Question

A gas at 300 k and 4.0 atm is moved to a new location with a temperature of 250 k. the volume changes from 5.5 l to 2.0 l. what is the pressure of the gas at the new location? use the formula: p1v1 t1 = p2v2 t2

Answer 1

Answer:

9.17 atm

Explanation:

To find the new pressure of the gas, you need to use the following manipulated formula:

P₁V₁ / T₁ = P₂V₂ / T₂

In this formula,

P₁ = initial pressure (atm)              P₂ = new pressure (atm)

V₁ = initial volume (L)                    V₂ = new volume (L)

T₁ = initial temperature (K)            T₂ = new temperature (K)

Because you have been given values for all of the variables except for the new pressure, you can substitute them into the equation and simplify.

P₁ = 4.0 atm                                  P₂ = ? atm

V₁ = 5.5 L                                      V₂ = 2.0 L

T₁ = 300 K                                     T₂ = 250 K

P₁V₁ / T₁ = P₂V₂ / T₂                                                     <----- Given formula

(4.0 atm)(5.5 L) / (300 K) = P₂(2.0 L) / (250 K)           <----- Insert variables

0.073333 = P₂(2.0 L) / (250 K)                                   <----- Simplify left side

18.33333 = P₂(2.0 L)                                     <----- Multiply both sides by 250

9.17 = P₂                                                        <----- Divide both sides by 2.0

Answer 2

Answer:

=> 13.2 atm

Explanation:

From the question, we have question we have been provided with pressure, volume and temperature. Based on these variables, we are supposed to use the combined gas law formula (P1V1T1 = P2V2T2)
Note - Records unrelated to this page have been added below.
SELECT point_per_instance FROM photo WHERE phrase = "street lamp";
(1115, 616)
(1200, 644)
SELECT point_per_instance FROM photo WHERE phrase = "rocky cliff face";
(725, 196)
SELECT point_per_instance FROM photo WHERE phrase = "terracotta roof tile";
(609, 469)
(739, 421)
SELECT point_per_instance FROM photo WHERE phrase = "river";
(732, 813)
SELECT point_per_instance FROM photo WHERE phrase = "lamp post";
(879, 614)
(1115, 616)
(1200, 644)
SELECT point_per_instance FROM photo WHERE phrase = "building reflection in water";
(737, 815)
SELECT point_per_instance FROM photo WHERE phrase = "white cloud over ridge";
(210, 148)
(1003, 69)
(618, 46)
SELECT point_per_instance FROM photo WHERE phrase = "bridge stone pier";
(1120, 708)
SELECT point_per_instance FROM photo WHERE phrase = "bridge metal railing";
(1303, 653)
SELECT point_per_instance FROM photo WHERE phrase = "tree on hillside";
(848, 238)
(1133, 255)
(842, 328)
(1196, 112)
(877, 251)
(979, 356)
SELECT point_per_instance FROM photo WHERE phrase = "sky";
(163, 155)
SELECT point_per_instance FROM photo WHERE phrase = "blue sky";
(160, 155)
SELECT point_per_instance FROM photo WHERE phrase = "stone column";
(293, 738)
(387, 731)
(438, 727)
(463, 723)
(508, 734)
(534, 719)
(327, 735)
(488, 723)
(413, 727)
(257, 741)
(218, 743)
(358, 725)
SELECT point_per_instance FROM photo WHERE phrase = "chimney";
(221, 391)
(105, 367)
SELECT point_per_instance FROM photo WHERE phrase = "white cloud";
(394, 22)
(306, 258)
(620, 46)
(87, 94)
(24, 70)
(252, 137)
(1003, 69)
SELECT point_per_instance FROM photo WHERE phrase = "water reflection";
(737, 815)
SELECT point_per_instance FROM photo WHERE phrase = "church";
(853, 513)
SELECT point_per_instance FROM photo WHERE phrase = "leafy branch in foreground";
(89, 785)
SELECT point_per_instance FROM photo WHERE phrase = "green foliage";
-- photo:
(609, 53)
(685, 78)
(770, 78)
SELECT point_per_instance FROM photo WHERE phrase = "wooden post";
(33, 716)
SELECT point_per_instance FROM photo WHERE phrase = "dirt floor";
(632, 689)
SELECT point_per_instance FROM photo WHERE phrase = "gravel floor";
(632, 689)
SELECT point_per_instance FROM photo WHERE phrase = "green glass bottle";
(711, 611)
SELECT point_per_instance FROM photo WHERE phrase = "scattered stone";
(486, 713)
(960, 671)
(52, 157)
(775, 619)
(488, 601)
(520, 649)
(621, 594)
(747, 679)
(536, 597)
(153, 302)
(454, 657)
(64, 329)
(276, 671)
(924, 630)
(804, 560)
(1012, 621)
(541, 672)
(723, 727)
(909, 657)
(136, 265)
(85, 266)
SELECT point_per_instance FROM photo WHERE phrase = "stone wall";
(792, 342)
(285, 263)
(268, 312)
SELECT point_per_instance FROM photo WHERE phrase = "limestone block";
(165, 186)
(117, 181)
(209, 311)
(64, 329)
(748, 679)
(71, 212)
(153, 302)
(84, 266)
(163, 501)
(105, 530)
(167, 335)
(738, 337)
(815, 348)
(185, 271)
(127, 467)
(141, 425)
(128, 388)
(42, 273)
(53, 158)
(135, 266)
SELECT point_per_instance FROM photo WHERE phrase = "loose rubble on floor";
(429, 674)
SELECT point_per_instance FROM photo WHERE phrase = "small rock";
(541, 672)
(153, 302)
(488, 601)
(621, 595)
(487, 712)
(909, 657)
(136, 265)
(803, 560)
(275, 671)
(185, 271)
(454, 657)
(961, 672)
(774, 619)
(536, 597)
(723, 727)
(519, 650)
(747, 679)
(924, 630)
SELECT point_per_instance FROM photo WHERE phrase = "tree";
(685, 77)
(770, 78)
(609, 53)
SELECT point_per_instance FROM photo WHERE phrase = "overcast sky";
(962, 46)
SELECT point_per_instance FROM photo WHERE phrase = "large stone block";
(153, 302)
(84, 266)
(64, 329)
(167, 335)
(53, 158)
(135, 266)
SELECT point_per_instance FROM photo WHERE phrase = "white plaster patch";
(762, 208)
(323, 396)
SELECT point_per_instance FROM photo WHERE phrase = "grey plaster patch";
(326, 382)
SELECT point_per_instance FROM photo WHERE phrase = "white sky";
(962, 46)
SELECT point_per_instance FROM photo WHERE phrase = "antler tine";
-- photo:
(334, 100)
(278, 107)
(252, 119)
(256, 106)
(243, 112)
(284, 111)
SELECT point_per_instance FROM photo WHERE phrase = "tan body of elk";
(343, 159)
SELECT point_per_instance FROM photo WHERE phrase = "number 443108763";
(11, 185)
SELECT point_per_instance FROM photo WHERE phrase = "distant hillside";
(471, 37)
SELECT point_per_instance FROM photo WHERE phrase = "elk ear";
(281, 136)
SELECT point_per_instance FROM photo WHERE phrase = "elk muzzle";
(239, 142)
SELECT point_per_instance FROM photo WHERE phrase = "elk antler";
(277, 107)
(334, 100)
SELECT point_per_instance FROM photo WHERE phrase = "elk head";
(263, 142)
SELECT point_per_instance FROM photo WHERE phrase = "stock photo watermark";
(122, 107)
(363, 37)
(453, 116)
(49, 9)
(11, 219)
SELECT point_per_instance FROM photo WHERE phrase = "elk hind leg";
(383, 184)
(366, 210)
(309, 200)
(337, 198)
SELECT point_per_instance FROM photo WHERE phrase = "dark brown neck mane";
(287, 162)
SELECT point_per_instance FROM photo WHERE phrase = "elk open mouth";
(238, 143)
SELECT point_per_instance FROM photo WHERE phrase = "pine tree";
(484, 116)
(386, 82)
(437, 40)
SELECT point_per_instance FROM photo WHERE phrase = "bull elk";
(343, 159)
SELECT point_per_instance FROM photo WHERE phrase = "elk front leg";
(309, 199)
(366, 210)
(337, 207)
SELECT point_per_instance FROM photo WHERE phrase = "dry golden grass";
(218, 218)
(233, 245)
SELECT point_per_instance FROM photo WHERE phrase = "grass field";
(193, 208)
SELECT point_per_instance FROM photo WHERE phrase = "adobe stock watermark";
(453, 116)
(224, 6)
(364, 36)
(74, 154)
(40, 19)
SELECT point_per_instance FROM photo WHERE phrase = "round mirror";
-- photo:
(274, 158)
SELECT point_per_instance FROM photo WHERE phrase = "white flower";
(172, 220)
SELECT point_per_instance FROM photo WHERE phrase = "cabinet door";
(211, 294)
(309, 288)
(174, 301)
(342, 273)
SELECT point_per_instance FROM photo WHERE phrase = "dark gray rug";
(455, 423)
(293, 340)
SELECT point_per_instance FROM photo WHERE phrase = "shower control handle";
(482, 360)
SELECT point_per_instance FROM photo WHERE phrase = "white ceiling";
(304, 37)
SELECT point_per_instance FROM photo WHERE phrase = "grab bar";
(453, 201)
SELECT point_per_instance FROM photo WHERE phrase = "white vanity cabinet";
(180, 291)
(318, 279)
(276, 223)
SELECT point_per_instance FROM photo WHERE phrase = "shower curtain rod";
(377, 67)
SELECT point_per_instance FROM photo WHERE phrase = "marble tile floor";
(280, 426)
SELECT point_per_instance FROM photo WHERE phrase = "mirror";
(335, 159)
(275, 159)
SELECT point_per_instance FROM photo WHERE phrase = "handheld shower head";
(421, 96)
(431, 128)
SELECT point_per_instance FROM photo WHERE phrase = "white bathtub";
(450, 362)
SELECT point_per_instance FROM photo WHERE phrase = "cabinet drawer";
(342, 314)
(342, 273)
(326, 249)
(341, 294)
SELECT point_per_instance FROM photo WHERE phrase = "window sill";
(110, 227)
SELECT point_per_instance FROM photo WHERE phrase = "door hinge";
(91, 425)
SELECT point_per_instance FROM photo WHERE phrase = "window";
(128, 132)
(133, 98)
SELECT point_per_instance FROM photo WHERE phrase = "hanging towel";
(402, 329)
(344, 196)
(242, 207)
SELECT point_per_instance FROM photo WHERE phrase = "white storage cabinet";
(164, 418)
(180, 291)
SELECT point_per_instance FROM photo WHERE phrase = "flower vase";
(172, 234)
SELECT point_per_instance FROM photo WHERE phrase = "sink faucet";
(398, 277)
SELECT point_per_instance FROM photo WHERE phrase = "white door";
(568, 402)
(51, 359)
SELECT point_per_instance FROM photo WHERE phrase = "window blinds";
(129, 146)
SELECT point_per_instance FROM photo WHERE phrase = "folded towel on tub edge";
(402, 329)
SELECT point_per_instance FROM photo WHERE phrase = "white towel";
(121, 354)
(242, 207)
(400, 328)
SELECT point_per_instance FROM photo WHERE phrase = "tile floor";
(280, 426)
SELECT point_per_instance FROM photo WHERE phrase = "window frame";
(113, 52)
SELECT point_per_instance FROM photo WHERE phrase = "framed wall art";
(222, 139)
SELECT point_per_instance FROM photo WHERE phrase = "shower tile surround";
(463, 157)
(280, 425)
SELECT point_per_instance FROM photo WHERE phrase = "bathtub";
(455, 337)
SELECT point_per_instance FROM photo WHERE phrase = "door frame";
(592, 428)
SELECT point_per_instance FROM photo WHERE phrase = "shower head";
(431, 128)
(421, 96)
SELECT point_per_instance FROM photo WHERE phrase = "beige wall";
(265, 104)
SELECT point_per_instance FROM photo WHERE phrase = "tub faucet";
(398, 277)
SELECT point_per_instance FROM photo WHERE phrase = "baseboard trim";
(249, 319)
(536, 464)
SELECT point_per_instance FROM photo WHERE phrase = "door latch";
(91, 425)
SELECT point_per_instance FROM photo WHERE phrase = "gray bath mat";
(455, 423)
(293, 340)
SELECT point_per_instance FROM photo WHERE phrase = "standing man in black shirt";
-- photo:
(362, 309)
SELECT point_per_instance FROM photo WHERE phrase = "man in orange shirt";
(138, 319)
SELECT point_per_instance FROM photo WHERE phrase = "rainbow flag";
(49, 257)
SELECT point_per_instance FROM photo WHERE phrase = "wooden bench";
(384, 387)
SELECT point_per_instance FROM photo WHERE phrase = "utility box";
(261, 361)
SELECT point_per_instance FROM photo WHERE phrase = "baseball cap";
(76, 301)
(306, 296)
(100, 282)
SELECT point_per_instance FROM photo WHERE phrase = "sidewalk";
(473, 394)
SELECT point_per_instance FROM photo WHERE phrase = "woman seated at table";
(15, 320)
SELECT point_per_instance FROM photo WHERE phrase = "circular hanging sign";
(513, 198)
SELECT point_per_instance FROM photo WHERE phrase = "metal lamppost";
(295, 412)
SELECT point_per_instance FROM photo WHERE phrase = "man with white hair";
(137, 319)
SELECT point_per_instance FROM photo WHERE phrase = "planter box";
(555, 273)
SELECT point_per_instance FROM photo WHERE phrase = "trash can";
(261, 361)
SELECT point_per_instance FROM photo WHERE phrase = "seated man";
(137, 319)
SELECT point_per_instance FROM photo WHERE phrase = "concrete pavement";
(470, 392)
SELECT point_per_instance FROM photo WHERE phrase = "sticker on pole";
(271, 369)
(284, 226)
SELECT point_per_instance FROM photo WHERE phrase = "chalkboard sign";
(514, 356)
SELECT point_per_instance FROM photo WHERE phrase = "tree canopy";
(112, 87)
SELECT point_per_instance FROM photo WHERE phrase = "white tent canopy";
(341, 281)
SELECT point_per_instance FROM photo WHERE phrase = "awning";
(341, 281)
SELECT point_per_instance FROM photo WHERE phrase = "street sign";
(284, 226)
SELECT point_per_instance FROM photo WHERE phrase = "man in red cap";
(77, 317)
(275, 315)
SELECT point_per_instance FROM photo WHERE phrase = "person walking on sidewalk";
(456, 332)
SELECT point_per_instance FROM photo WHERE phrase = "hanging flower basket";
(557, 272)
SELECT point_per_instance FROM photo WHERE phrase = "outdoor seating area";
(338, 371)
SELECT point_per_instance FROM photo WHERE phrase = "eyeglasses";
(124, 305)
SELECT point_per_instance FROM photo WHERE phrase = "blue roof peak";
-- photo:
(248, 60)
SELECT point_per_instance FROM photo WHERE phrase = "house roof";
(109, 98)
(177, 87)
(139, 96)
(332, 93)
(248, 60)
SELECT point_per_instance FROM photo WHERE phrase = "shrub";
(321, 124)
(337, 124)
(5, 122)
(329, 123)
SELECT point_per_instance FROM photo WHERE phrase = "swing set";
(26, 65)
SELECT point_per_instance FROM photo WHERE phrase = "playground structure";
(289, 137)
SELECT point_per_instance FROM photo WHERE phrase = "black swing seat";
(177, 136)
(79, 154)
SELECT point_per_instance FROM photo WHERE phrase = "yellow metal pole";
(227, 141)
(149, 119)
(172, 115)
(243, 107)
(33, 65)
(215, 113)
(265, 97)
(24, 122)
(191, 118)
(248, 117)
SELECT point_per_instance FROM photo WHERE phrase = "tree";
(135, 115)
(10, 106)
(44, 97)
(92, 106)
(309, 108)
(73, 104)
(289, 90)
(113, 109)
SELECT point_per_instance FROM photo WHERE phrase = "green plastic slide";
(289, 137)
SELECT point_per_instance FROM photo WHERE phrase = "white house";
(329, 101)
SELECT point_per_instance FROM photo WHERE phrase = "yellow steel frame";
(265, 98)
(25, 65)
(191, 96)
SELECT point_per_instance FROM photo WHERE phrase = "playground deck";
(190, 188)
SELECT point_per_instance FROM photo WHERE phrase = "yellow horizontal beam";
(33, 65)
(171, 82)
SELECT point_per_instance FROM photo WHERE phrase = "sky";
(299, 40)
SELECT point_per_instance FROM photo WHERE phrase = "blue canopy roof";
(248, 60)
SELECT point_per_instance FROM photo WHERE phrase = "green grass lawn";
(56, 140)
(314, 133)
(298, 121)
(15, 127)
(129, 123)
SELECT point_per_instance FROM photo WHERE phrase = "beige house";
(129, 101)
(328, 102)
                   At location 1;

P1 = 4.0 atm

V1 =  5.5 L

T1 = 300 K.

                       At location 2;

P2 = ?

V2 = 2.0 L

T2 = 250 K.

We are required to determine the pressure (P2).

To begin, we make pressure (P2) the subject of in the formula:

      P2 = (P1V1T1)/(V2T2)  ................ eq. (i)

Then substitute the known values into the eq. (i).

  P2 = (4.0 x 5.5 x 300)/(2.0 x 250) atm

       = 13.2 atm.

Therefore, the pressure (P2) at location 2 is 13.2 atm.